C’est malheureusement un net recul pour le débat démocratique et les quelques pouvoirs supplémentaires accordés à l’opposition parlementaire ne sauraient masquer ce fait. Je parle bien sûr du temps de parole lors de la discussion générale qui avec cette réforme va être raboté à cinq ou dix minutes pour un seul orateur de chaque groupe, choix du temps accordé qui relèvera de la conférence des présidents.
Je crois que peu de citoyens mesurent l’enjeu derrière ce qui apparaît au premier abord comme une réforme technique sans impact sur notre vie de tous les jours. Pourtant, quand on y regarde de plus près nous perdrons plus que nous ne gagnerons.
La réduction du temps de parole n’est en effet rien d’autre que la réduction du temps de débat. Cinq ou dix minutes ne permettront à personne de développer ses idées, d’expliquer sa vision de la retraite ou de la bioéthique. Ce temps court empêche aussi le citoyen de se plonger dans le texte, de le comprendre, d’en mesurer les enjeux.
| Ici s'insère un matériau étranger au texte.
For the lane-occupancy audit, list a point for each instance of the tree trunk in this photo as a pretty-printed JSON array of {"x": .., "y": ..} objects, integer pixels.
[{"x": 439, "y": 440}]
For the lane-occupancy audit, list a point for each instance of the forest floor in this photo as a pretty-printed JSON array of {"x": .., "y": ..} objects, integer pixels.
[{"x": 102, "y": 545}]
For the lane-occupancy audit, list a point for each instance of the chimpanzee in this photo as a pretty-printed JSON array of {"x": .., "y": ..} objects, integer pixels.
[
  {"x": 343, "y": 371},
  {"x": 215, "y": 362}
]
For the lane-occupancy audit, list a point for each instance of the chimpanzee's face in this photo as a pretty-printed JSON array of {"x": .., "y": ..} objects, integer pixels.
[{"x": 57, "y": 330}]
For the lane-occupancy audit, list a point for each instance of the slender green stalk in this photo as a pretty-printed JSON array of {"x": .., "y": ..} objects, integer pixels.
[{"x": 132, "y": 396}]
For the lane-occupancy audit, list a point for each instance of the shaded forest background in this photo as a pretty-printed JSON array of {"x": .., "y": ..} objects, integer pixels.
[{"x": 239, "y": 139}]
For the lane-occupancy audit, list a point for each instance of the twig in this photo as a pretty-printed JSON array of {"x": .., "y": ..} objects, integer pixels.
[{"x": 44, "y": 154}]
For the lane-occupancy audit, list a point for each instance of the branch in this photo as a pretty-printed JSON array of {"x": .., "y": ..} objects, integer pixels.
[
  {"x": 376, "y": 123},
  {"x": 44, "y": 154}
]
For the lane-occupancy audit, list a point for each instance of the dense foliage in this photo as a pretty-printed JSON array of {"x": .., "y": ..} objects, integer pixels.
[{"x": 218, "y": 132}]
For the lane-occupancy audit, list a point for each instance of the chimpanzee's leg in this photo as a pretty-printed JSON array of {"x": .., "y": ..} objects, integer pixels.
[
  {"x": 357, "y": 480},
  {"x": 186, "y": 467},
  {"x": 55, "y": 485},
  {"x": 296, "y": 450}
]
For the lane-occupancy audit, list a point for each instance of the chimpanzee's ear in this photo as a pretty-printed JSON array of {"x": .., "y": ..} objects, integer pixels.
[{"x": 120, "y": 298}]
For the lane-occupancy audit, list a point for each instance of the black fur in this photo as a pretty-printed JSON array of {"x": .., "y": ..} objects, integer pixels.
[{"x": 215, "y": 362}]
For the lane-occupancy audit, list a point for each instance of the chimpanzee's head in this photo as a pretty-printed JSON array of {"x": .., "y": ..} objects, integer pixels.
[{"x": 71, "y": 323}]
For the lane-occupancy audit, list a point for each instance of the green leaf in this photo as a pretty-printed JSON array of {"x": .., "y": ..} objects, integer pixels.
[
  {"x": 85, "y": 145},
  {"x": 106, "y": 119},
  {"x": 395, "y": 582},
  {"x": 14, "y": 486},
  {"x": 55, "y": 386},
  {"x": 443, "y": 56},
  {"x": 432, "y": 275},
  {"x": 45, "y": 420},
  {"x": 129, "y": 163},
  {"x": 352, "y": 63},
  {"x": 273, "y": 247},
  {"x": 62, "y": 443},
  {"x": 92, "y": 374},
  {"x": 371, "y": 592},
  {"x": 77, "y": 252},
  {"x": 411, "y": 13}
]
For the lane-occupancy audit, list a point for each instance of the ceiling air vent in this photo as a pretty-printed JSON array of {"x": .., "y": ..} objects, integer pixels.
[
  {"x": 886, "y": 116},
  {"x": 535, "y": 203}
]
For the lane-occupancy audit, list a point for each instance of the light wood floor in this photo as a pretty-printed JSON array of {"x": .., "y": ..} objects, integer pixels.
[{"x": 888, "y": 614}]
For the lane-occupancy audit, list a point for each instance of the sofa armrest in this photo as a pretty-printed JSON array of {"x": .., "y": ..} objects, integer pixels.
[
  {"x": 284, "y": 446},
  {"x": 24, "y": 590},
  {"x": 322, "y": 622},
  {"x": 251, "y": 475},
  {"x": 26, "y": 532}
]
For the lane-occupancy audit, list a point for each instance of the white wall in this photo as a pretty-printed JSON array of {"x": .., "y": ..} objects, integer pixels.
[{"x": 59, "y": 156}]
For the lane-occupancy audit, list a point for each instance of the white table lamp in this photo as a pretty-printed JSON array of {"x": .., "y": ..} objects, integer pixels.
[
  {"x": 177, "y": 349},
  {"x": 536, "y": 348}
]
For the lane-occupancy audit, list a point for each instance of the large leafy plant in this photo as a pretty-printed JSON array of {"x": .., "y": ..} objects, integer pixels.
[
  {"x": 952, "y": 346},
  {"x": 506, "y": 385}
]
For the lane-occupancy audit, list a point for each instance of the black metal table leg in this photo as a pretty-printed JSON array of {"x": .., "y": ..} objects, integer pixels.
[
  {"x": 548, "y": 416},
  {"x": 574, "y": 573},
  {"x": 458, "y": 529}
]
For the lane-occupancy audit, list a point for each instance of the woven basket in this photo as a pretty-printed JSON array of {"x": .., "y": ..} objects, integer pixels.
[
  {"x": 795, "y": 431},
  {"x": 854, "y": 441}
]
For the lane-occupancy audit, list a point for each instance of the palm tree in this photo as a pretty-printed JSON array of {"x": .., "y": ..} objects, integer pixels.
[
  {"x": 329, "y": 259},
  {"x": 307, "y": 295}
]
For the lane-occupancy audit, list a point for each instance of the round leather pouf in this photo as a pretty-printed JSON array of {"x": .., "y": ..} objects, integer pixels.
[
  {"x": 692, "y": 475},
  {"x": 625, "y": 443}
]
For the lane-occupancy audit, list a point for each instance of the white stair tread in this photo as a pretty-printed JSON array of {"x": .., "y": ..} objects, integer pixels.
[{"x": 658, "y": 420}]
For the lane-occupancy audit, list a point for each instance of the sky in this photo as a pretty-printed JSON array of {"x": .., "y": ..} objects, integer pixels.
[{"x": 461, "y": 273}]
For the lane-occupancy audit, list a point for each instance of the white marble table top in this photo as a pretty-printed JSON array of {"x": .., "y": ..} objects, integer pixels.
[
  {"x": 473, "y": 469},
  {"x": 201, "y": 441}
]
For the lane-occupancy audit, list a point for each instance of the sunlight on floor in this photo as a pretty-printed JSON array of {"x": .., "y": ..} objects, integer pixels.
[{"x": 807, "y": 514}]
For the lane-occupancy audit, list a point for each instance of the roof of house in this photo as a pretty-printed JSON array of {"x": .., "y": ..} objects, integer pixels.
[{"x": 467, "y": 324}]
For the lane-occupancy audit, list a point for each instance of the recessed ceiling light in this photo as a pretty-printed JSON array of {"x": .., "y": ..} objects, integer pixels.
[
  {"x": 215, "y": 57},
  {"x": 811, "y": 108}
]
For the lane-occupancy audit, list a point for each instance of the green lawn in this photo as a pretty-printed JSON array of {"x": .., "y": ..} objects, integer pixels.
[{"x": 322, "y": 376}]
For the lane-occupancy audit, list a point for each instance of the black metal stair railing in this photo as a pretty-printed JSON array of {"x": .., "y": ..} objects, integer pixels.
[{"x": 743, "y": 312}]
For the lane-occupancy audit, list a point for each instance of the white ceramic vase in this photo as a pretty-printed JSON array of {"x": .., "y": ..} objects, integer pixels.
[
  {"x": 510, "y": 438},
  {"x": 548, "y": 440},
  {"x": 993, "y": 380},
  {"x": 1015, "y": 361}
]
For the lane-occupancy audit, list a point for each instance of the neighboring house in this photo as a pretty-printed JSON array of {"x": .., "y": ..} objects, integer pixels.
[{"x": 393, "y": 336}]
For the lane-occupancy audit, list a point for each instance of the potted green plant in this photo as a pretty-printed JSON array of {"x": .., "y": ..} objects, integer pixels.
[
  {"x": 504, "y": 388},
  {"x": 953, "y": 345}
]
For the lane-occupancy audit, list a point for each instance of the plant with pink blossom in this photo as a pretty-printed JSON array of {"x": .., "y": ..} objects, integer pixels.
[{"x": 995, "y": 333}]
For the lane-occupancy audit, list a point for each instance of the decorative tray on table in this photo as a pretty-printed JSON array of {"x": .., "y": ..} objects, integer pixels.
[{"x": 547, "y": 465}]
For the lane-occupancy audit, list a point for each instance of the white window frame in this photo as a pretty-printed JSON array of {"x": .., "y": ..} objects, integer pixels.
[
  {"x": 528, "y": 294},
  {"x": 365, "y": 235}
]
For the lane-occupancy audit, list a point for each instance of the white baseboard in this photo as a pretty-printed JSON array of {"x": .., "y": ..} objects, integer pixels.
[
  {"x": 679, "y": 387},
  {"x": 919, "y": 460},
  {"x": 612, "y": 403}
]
Le « tunnel » si souvent invoqué en séance pour réduire le temps de parole des députés avait pourtant sa pédagogie propre, à base de répétition justement. Quant à l’hémicycle vide ou presque c’est là aussi un argument fallacieux car l’orateur ne parle pas pour ses collègues, non. Il parle à toutes celles et tout ceux qui s’intéressent à la loi. Il m’est arrivé par le passé de lire le discours de tel ou tel député précisément parce que je voulais connaître son opinion, réfléchir sur ses arguments, étrangement surtout quand je n’étais pas a priori d’accord avec ses vues.
Désormais tout ceci appartient au passé. En appauvrissant son temps total de parole l’assemblée nationale se dévalorise elle-même et se coupe encore un peu plus du citoyen. Nous l’allons voir quand il sera question de la réforme constitutionnelle, de la réforme des retraites ou encore de la révision des lois de bioéthique.
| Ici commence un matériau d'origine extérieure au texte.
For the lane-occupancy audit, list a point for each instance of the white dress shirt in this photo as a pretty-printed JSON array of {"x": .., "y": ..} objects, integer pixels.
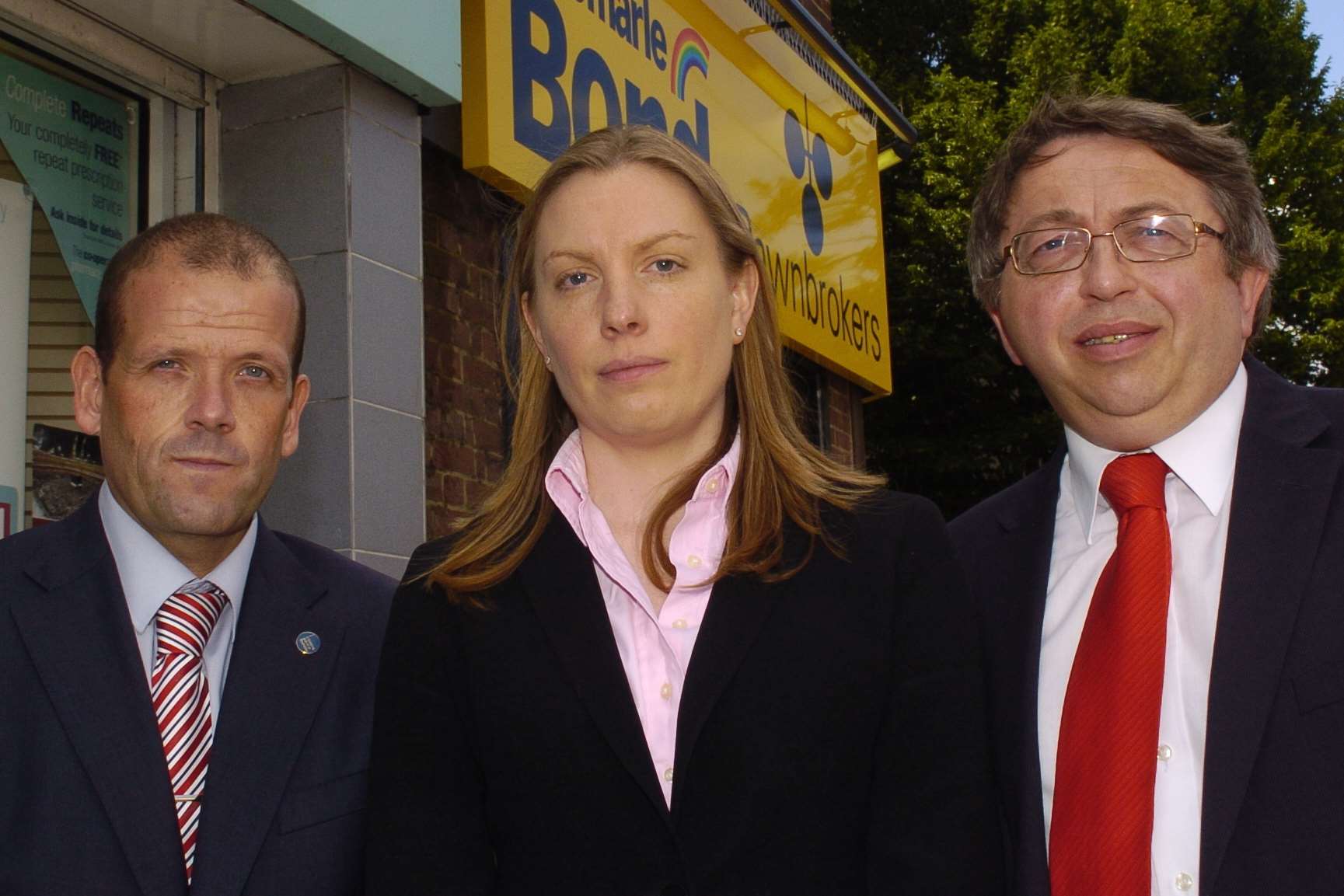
[
  {"x": 1202, "y": 458},
  {"x": 149, "y": 575}
]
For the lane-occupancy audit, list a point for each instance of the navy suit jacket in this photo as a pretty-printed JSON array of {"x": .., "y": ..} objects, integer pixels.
[
  {"x": 1273, "y": 814},
  {"x": 85, "y": 801}
]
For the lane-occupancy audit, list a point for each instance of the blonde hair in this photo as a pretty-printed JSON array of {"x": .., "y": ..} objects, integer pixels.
[{"x": 780, "y": 473}]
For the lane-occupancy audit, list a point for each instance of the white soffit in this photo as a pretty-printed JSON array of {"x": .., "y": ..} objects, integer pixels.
[{"x": 225, "y": 38}]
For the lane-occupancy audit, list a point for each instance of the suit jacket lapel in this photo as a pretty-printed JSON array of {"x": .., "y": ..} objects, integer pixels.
[
  {"x": 738, "y": 608},
  {"x": 271, "y": 698},
  {"x": 1015, "y": 610},
  {"x": 79, "y": 633},
  {"x": 564, "y": 591},
  {"x": 1281, "y": 495}
]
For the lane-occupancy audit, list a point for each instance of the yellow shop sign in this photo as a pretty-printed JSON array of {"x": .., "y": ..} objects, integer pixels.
[{"x": 735, "y": 84}]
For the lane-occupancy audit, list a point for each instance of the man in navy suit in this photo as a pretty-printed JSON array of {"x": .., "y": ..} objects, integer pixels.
[
  {"x": 187, "y": 695},
  {"x": 1187, "y": 737}
]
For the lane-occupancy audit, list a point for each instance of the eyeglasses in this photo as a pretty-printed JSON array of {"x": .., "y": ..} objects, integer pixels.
[{"x": 1156, "y": 238}]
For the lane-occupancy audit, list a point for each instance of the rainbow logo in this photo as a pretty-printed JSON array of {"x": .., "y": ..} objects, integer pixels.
[{"x": 689, "y": 51}]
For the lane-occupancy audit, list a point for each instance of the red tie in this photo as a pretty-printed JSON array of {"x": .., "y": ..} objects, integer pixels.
[
  {"x": 182, "y": 699},
  {"x": 1101, "y": 829}
]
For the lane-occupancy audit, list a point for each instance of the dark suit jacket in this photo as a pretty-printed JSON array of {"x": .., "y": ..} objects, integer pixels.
[
  {"x": 831, "y": 732},
  {"x": 85, "y": 801},
  {"x": 1273, "y": 814}
]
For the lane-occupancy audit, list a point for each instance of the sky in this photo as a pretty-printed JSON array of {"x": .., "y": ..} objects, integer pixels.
[{"x": 1325, "y": 18}]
Si encore il n’était question que de cela… mais le pire dans cette réforme est qu’elle est avant tout politique. Tel un 49-3 l’idée à peine cachée de Richard Ferrand est de museler non seulement l’opposition mais aussi sa majorité. En toisant les interventions lors de la discussion générale à un seul orateur par groupe quelle que soit la taille de ce groupe, Le président de l’assemblée nationale coupe court à toute fronde au sein des députés LREM. Vous vous en doutez, c’est le président de groupe qui décidera de qui prendra la parole et il aura soin de choisir quelqu’un dont le discours va correspondre à la virgule près au message à faire passer.
Cet argument a été avancé en séance (par M. le Fur de mémoire) et il m’a touché car il est marqué du sceau du plausible. Comment expliquer autrement le refus par le rapporteur M. Waserman (MoDem) de proportionner le nombre d’orateurs inscrits à la taille du groupe ? S’il l’avait fait le groupe LREM aurait eu pourtant un plus grand nombre de députés pouvant s’exprimer, mais cela démultipliait d’autant les risques de « fronde ». CQFD.
Mais entre deux maux il faut choisir le moindre alors le groupe LREM a préféré avoir une réforme votée par son seul groupe et le MoDem(**) plutôt que de rechercher un compromis avec l’opposition et prendre ensuite le risque de voir ce nouveau règlement se retourner contre lui. Chacun jugera.
(*) Le Conseil Constitutionnel se saisit de droit de tout nouveau règlement de l’assemblée nationale ; il pourrait donc décider de censurer certaines dispositions.
(**) En tant que sympathisant MoDem je regrette beaucoup ce vote.